Kripo ermittelt Brandursache nach Feuer in Wohnung – Rauchmelder verhindert Schlimmeres

Symbolbild: SW-N
Symbolbild: SW-N

LOHR AM MAIN, LKR. MAIN-SPESSART. Nach einem Wohnhausbrand am Mittwochmorgen hat die Kripo Würzburg nun die Brandursache ermittelt. Die Wohnungsinhaberin war mit Verletzungen in eine Klinik gebracht worden. Dass der 78-jährigen nicht mehr passiert ist, hat sie einem Rauchmelder zu verdanken, der glücklicherweise lautstark Alarm geschlagen hatte.

 

Wie bereits berichtet, war in dem Mehrfamilienhaus im Brunnwiesenweg gegen 09.30 Uhr ein Feuer im Obergeschoss ausgebrochen.
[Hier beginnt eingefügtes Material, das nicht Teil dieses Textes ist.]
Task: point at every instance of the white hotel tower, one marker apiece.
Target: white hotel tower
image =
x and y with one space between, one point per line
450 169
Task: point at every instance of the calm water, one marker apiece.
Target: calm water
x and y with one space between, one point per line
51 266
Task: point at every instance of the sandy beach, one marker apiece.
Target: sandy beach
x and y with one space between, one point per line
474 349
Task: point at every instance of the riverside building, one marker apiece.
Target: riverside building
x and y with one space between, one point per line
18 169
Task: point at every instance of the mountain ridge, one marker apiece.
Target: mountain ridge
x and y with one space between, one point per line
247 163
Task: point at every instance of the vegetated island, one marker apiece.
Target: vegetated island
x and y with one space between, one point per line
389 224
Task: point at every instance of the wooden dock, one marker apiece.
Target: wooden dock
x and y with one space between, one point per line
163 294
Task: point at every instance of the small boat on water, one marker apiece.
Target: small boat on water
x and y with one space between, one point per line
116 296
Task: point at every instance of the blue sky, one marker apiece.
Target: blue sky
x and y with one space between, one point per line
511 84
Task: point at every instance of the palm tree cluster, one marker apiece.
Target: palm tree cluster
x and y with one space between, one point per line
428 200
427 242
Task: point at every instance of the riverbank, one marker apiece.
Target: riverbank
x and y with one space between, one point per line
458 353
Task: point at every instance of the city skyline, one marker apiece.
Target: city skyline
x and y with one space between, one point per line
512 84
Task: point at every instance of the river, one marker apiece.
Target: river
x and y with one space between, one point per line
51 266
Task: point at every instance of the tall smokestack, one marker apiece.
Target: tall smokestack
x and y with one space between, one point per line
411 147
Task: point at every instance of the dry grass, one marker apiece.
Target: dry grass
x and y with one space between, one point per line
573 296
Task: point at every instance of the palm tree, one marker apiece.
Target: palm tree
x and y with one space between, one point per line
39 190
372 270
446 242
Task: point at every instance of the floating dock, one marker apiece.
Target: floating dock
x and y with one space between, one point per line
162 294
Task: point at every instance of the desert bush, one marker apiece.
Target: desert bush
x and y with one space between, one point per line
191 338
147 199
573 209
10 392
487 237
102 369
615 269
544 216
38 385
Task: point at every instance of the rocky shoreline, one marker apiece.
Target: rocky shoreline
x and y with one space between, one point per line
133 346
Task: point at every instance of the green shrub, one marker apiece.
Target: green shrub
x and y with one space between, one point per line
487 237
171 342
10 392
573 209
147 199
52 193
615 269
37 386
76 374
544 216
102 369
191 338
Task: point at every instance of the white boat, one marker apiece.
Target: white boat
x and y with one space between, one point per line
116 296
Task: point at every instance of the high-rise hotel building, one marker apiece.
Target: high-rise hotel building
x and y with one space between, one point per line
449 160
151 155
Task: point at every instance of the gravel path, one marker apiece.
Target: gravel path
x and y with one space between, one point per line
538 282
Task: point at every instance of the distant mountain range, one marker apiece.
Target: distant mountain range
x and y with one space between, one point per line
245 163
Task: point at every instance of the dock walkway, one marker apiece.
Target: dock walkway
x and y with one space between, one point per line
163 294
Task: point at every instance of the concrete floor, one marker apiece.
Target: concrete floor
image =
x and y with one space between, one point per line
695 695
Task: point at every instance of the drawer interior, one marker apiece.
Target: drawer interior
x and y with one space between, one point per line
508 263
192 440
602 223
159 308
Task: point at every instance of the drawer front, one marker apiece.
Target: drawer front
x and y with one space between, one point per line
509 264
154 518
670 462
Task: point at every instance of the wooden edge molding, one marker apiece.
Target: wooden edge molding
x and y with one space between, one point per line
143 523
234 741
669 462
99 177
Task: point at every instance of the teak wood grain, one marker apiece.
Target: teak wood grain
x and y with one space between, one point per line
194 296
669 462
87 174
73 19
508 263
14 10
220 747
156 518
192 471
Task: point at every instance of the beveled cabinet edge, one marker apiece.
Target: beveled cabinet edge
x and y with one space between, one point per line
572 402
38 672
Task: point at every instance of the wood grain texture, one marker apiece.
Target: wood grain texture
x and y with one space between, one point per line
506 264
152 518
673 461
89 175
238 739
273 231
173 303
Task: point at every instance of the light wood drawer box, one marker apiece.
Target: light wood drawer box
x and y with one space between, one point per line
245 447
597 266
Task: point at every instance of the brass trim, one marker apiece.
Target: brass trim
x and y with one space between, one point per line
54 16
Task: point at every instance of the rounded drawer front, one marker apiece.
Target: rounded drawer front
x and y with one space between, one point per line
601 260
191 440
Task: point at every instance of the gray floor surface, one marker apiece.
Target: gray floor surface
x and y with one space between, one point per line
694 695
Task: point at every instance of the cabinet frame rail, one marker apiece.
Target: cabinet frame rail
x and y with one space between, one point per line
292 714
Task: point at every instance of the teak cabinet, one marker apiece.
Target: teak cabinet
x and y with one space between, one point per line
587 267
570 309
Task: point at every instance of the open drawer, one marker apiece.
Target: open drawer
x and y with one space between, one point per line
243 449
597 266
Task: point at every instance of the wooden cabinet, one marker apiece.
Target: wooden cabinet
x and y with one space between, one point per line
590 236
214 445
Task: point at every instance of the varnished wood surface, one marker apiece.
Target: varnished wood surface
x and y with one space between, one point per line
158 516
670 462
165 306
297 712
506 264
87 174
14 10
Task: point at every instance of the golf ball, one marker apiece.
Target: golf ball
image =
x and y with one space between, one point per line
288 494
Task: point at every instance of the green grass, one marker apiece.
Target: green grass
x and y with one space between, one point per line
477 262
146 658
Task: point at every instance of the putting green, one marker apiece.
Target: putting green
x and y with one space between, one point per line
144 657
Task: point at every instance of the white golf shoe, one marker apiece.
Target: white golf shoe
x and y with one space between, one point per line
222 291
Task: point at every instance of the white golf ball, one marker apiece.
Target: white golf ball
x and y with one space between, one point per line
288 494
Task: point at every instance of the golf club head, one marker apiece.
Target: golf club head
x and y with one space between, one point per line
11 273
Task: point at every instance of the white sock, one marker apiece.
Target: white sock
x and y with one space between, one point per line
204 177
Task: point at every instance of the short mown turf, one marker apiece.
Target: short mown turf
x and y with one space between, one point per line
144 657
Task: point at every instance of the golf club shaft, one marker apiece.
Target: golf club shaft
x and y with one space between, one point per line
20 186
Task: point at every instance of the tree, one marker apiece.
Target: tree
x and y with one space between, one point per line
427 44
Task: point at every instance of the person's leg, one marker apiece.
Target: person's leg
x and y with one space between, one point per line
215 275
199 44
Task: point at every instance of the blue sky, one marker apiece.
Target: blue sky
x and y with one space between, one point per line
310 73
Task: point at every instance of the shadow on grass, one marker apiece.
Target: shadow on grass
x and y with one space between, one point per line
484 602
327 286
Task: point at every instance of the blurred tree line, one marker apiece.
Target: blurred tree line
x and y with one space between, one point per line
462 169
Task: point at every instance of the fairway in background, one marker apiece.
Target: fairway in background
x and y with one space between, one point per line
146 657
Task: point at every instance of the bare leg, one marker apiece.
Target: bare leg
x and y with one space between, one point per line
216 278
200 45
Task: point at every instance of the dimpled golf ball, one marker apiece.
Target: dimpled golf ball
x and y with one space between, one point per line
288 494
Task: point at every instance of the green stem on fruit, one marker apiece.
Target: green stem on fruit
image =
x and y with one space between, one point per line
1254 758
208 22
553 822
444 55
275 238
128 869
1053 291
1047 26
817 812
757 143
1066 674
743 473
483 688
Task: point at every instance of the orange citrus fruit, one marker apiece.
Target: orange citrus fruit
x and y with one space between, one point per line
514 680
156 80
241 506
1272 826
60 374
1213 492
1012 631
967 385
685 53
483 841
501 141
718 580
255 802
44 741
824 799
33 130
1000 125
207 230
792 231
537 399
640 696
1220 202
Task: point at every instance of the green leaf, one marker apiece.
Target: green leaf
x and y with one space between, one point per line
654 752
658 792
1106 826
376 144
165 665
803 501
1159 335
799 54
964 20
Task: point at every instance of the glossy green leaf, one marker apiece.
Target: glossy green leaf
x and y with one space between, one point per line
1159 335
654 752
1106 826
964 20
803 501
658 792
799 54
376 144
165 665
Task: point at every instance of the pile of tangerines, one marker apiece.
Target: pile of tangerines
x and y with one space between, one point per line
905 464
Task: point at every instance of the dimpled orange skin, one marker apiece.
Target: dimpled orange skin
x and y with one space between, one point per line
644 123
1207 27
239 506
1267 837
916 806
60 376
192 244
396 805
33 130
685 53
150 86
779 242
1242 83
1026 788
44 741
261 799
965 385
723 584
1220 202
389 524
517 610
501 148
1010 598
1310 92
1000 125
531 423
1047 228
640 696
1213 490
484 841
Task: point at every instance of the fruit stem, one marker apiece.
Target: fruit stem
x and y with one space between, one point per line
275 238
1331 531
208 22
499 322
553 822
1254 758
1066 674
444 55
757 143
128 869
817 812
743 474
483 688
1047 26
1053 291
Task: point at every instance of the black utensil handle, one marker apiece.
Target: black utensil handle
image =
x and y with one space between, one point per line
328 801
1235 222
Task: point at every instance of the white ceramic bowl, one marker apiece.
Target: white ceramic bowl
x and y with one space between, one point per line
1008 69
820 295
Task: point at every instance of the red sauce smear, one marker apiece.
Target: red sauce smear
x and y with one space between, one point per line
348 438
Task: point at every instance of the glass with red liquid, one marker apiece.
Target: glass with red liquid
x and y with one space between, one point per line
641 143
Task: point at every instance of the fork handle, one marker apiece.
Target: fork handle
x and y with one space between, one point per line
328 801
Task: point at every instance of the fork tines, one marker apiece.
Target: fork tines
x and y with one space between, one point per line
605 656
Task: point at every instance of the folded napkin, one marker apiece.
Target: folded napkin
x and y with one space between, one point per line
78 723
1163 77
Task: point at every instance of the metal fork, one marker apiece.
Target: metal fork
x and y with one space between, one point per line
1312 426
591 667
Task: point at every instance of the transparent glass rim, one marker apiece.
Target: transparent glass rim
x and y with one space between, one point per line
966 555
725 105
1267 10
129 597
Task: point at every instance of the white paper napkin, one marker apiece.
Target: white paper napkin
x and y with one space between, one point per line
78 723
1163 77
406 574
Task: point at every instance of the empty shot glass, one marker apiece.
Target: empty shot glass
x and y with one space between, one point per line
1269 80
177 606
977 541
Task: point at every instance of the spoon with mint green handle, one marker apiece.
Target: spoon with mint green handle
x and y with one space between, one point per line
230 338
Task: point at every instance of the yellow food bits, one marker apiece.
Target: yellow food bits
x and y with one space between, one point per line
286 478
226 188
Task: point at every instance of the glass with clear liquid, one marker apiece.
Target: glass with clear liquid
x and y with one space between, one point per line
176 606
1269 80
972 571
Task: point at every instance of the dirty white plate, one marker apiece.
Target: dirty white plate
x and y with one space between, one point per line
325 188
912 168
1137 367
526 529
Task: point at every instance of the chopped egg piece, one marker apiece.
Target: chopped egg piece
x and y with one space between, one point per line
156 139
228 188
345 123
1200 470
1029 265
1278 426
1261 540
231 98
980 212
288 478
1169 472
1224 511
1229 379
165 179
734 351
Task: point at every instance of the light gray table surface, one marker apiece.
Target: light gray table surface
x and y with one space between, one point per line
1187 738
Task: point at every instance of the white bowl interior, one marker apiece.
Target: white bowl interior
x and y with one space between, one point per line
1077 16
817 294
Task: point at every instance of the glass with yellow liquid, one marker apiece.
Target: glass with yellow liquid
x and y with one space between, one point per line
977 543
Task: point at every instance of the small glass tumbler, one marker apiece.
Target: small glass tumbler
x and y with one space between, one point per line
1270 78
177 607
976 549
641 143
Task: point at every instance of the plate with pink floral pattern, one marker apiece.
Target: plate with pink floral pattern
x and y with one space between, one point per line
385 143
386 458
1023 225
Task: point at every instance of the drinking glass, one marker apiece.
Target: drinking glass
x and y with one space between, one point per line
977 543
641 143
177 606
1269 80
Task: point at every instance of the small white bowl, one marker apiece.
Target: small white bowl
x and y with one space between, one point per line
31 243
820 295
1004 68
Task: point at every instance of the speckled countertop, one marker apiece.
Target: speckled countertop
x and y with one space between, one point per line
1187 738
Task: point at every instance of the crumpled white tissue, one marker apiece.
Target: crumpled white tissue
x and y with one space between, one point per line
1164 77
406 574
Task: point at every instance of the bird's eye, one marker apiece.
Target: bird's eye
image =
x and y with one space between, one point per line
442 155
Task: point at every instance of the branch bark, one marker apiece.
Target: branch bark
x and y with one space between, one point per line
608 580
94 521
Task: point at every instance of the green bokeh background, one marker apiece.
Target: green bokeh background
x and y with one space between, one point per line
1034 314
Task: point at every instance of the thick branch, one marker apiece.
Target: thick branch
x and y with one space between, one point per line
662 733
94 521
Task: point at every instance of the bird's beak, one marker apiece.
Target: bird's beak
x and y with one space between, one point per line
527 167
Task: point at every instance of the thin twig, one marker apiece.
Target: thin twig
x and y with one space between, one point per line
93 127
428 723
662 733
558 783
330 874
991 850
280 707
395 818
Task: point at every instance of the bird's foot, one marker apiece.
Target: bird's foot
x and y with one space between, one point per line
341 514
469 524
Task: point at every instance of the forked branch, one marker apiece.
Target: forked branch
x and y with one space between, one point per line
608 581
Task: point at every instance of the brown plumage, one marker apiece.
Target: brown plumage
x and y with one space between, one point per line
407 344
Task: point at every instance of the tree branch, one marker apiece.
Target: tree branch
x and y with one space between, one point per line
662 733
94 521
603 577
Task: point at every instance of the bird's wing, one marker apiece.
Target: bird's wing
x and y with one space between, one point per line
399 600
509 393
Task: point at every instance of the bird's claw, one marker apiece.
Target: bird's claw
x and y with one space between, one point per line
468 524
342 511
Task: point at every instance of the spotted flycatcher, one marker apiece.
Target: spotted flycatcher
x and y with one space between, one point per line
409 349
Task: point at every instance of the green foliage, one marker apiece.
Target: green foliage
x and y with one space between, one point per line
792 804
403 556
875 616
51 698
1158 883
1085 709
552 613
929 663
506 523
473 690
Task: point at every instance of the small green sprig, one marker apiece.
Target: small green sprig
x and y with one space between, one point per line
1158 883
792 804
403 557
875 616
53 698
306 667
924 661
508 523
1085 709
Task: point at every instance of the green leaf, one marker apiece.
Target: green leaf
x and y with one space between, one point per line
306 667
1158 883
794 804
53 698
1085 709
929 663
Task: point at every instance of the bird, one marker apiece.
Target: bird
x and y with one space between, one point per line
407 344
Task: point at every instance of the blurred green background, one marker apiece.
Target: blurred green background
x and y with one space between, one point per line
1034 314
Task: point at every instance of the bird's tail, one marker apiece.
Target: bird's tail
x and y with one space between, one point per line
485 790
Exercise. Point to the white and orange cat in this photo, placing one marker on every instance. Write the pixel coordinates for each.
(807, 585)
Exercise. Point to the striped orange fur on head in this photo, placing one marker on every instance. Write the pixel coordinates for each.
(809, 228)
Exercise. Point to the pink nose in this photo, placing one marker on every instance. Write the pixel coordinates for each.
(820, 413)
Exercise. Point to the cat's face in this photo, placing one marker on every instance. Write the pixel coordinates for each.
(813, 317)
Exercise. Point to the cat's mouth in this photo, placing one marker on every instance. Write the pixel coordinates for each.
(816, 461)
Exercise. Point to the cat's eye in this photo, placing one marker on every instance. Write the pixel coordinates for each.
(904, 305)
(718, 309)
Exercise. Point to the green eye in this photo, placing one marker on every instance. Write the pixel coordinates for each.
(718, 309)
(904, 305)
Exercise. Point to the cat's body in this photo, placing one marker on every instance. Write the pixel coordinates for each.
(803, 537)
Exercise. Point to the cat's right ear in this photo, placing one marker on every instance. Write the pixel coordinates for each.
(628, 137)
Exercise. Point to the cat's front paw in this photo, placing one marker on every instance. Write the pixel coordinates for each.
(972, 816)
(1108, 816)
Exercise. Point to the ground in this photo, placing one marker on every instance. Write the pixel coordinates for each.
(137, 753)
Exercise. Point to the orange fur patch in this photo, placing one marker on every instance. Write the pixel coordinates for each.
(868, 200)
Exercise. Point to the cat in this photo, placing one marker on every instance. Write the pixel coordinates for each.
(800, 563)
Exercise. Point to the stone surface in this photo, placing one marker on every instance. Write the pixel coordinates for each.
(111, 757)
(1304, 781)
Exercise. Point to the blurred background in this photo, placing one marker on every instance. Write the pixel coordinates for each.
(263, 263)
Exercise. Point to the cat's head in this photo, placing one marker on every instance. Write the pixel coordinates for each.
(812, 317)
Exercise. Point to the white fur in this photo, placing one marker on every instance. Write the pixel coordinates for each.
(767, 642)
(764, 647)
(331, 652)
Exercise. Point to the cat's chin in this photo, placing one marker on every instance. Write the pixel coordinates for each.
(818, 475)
Die 78-Jährige Mieterin der Wohnung hatte sich Verletzungen zugezogen und war vom Rettungsdienst in eine Klinik gebracht worden. Die Brandexperten der Kripo Würzburg hatten am Donnerstag die Ermittlungen aufgenommen. Nach derzeitigem Ermittlungsstand hat ein technisches Gerät das Sofa der Geschädigten in Brand gesetzt und letztendlich zu dem Feuer in der Wohnung geführt. Der Sachschaden wird weiterhin auf mehrere zehntausend Euro geschätzt.

 

Die Geschädigte hatte sich zum Zeitpunkt des Brandausbruchs in einem anderen Raum aufgehalten und war glücklicherweise durch den Warnton des Rauchmelders auf das Feuer und den Qualm aufmerksam gemacht worden. Dies zeigt wieder deutlich, dass Rauchmelder im Ernstfall Schlimmeres verhindern oder gar Leben retten können.